The opening clause identifies the document as your will, introduces yourself as the maker of your will, other personal circumstances about yourself, and that you made the will without being coerced or forced. It also introduces your family members which you will be mentioning later in the will. In this part is also outlined your tax strategy which states how the estate taxes will be paid.
The main body of your will is your giving clause. This is where you specify who gets what in your estate. It can be general, which applies if you don’t have a lot to give and don’t have a lot of beneficiaries to leave your assets to. Or, it can be very specific. This applies if there are many foundations, charities, and people other than your direct family members who you want to include in your will. You might also want to be specific if you want to exclude other people from your will.
In the giving clause is also included the appointment clause which names the person you have chosen to manage your estate in the event of your death. You can give your representative powers that will supersede state regulations. For instance, you can assign your representative to run your business until such time that your children are already of legal age. This is what is called giving your representative fiduciary powers.

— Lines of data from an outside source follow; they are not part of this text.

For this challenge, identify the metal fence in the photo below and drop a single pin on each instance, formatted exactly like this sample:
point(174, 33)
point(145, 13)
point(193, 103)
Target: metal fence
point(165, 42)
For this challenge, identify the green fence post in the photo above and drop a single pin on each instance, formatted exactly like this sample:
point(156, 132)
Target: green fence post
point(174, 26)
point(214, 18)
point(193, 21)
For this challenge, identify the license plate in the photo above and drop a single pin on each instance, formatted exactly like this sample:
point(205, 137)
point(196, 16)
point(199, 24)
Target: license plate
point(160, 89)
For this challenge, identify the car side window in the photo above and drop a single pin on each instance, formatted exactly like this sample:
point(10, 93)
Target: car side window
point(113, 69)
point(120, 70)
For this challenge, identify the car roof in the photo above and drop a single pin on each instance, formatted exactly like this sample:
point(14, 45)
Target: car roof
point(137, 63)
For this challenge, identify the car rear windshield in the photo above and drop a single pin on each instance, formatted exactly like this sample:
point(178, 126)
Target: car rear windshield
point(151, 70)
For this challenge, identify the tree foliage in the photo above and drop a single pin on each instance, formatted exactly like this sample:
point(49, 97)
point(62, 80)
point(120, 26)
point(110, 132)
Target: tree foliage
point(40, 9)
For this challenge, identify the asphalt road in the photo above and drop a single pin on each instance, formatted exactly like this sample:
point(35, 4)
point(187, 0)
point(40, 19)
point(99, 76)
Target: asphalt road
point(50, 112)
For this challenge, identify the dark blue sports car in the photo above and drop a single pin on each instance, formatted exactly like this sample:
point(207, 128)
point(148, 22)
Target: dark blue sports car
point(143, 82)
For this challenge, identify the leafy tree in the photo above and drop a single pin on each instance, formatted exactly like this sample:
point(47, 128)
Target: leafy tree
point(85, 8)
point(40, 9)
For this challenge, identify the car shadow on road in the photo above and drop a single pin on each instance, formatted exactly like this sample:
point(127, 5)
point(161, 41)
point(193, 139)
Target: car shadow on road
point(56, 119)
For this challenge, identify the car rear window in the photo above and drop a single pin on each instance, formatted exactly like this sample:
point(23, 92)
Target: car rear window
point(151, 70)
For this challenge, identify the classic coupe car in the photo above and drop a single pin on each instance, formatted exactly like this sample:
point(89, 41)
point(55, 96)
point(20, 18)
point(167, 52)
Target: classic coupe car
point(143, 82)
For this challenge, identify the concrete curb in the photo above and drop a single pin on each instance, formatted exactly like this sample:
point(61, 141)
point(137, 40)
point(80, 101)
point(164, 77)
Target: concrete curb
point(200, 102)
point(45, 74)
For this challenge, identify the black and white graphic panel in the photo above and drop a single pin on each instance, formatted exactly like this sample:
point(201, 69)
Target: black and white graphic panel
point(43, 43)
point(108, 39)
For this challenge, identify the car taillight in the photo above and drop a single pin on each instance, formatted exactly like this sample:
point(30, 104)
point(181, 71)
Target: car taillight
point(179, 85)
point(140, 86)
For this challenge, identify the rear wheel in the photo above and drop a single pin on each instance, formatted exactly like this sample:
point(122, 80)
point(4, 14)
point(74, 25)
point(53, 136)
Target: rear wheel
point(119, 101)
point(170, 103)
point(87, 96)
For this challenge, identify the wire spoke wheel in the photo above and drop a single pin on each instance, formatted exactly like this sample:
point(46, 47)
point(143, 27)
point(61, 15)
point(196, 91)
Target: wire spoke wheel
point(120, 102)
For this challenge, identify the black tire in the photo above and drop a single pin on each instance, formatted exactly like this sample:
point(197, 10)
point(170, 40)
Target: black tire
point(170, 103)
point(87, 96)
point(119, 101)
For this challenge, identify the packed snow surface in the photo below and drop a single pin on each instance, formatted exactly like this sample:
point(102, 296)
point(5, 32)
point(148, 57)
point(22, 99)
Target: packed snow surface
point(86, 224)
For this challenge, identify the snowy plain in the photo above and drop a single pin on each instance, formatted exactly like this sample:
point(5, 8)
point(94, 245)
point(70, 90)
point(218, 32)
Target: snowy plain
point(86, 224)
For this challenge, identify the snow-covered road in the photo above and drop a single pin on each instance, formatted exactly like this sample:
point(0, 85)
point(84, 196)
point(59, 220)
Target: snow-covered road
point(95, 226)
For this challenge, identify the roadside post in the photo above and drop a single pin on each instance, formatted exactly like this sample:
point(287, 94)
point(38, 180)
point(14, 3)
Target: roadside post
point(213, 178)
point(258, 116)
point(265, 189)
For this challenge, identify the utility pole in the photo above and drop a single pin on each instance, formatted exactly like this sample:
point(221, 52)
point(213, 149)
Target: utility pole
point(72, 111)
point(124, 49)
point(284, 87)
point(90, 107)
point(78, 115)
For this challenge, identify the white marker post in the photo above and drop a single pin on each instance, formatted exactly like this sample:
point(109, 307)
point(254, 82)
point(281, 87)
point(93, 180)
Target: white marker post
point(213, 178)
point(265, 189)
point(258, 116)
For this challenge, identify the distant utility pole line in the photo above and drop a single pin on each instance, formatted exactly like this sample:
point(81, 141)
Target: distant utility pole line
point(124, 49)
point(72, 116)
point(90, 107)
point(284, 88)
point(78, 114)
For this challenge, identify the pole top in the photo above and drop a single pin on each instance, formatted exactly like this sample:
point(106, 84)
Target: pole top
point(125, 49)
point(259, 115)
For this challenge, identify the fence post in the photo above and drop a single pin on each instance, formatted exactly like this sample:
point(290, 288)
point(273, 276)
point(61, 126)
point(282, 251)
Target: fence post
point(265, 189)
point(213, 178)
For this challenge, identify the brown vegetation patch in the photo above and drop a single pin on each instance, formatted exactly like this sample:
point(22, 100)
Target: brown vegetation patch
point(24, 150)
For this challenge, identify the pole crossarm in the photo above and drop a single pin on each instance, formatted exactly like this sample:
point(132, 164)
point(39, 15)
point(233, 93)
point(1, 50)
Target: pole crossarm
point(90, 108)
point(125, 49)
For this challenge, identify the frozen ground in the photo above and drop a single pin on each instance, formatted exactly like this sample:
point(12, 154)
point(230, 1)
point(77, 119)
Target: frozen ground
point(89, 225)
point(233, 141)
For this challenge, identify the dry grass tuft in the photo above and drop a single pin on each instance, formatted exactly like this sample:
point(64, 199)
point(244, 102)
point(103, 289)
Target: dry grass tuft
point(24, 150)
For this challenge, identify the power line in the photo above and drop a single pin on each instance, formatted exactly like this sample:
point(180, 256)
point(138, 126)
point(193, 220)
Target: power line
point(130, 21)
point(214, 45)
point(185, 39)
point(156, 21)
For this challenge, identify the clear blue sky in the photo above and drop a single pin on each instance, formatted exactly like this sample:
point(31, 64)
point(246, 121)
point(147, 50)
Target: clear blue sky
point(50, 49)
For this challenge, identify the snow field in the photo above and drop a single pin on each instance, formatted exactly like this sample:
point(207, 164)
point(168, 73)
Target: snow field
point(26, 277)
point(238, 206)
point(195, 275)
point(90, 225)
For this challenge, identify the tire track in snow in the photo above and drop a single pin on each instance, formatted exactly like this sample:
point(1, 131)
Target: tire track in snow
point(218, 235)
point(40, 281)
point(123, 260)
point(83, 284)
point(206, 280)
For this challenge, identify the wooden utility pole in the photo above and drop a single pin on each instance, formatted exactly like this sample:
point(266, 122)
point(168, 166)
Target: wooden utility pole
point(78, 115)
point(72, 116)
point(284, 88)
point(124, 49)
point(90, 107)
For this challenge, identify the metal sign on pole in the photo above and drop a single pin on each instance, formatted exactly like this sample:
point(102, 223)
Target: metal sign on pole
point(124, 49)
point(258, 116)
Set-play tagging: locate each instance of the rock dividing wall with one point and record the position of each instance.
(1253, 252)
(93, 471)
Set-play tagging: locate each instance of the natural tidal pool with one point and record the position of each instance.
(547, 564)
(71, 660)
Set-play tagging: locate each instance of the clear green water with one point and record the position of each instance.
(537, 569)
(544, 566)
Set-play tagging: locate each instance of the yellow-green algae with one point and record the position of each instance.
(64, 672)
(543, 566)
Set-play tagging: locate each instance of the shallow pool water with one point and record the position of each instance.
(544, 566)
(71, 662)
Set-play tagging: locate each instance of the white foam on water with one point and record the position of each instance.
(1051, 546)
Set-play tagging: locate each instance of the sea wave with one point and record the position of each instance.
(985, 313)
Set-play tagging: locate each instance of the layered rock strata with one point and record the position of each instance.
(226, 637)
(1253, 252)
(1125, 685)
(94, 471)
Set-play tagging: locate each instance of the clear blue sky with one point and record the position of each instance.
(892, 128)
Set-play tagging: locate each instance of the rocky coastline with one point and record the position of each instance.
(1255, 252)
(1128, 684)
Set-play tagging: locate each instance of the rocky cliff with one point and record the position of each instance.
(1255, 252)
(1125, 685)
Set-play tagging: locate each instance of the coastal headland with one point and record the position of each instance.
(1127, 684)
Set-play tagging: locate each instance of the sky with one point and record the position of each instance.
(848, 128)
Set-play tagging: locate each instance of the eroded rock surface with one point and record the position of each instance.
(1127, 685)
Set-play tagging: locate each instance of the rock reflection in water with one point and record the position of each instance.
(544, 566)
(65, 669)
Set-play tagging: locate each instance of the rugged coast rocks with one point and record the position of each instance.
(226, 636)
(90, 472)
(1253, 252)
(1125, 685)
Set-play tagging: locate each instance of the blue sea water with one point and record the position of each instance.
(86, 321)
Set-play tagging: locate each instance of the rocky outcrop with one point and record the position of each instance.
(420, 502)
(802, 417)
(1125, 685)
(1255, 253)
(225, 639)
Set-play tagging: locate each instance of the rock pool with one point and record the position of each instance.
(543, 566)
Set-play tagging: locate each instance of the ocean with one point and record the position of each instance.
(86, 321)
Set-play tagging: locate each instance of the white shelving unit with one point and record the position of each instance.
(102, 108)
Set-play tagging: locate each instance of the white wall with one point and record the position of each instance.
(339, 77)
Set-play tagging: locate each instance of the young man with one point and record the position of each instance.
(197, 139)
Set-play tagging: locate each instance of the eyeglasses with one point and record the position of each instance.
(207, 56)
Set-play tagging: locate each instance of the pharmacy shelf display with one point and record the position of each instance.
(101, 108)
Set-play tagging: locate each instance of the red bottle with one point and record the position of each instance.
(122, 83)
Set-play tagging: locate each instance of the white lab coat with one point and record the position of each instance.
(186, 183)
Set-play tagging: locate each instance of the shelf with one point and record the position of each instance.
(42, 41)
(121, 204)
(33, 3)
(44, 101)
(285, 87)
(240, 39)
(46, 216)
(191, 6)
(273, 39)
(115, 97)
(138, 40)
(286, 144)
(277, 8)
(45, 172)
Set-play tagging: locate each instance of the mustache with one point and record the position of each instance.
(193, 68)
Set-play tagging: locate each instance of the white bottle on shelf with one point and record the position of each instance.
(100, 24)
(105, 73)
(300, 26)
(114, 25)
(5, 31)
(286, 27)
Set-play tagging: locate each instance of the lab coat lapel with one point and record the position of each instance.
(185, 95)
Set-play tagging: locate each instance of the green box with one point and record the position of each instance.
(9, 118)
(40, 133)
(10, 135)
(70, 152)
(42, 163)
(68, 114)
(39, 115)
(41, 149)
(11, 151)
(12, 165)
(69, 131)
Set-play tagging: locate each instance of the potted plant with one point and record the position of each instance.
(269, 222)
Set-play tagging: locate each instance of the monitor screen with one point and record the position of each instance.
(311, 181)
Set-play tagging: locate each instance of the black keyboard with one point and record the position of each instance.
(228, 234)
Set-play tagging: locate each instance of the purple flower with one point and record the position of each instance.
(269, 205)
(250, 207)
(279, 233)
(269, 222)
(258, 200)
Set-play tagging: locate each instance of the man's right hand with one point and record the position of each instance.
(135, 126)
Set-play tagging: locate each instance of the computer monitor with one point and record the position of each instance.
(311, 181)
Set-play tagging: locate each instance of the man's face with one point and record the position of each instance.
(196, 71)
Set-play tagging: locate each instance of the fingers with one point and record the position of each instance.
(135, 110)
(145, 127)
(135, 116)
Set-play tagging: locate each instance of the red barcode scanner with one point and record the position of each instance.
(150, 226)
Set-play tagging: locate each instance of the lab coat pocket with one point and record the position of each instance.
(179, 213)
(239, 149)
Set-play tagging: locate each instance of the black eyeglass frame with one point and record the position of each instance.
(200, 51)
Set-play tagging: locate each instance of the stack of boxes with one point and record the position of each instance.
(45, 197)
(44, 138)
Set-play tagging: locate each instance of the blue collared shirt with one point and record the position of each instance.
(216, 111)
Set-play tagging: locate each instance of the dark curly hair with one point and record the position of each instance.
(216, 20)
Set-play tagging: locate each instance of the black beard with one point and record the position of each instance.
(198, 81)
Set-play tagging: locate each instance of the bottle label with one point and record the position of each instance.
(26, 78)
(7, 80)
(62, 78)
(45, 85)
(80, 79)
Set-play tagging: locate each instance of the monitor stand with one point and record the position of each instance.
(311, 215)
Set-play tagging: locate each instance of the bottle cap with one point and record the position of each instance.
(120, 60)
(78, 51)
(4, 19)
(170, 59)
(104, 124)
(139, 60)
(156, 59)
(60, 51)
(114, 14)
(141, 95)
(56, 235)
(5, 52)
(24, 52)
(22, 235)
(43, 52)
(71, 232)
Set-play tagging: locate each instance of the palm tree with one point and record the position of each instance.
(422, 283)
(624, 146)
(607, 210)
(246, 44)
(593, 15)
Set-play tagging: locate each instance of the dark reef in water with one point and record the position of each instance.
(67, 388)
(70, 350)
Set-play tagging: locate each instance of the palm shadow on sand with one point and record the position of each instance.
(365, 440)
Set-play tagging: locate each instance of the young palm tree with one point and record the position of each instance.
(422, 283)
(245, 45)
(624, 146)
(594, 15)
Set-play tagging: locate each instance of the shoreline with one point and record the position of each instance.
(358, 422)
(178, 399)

The last part of your will is, of course, the ending clause. This is where you date and sign your will. The ending clause will also state that you were not forced into signing your will and this will have to be attested to by at least two witnesses. You can also “self-prove” your will so that the validity of your signature does not have to be proven in probate. In this process, you and your witnesses sign an affidavit before a notary public. When you have a “self-proved” will, witnesses won’t have to be called again at probate just to prove that your signature is authentic.